Garth Ennis returned to his roots of creating compelling and gripping war comics with Dreaming Eagles from US publisher Aftershock Comics, drawn by Simon Coleby. The collection was published last year and if you missed it, then track a copy down because it’s a darn fine read.
(Regular downthetubes readers may recall we highlighted the series on its original launch, but I was glad to have a chance to re-read this as a collection recently).
Dreaming Eagles tells the story of the first African-American fighter pilots to join the United States Army Air Force in World War Two and whose humble beginnings in Tuskegee, Alabama propelled them into the deadly skies above Adolf Hitler’s Third Reich.

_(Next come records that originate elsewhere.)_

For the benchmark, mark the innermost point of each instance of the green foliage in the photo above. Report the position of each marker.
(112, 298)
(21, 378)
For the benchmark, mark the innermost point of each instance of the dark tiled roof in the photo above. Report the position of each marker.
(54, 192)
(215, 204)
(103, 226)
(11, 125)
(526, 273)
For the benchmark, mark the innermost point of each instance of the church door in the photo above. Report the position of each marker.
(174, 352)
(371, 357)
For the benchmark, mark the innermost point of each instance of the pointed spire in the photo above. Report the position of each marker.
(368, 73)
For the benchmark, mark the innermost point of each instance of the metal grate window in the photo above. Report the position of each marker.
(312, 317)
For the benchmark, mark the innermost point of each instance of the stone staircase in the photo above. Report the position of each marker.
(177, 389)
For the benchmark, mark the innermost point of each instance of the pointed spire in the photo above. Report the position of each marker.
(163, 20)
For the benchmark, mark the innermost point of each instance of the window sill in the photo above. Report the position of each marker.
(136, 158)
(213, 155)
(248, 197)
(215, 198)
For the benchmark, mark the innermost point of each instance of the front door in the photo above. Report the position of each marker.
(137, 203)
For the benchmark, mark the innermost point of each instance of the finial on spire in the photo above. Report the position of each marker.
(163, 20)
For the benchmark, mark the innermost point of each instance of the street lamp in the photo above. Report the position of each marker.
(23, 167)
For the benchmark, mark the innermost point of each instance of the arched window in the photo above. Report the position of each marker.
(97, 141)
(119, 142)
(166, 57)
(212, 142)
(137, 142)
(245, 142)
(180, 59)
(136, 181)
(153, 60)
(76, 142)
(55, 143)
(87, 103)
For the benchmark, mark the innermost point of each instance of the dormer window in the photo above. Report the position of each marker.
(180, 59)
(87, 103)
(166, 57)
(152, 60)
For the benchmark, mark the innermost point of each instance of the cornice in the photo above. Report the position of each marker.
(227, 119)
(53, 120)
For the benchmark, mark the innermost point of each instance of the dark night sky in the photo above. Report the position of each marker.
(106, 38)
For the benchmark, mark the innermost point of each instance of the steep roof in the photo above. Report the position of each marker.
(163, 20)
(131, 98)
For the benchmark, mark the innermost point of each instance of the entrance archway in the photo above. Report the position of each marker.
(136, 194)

Not only were they instrumental against the Nazi war machine, but also braved an equally great challenge, overcoming everyday bigotry amongst their fellow American soldiers as well as civilians at home.
High in the heavens, they fought a battle that would change their country for all time.
The story begins in the 1960s when Reggie Atkinson’s son, Lee, gets involved in a fight over Lee’s views on the burgeoning civil rights movement. Reggie tells Lee about his time as a fighter pilot, and the story cuts between Reggie and Lee on the porch and dogfighting World War Two action.
Several real-life characters and events pop up in the story, courtesy of Ennis’s interviews with veterans, which not only proved a thought-provoking, and deservedly well received book but was graced by some great covers by the marvellous Francesco Francavilla.
Well-researched, Dreaming Eagles Volume One collected all six issues of the limited series and is well worth tracking down if you missed the original release (despite our urgings not to!).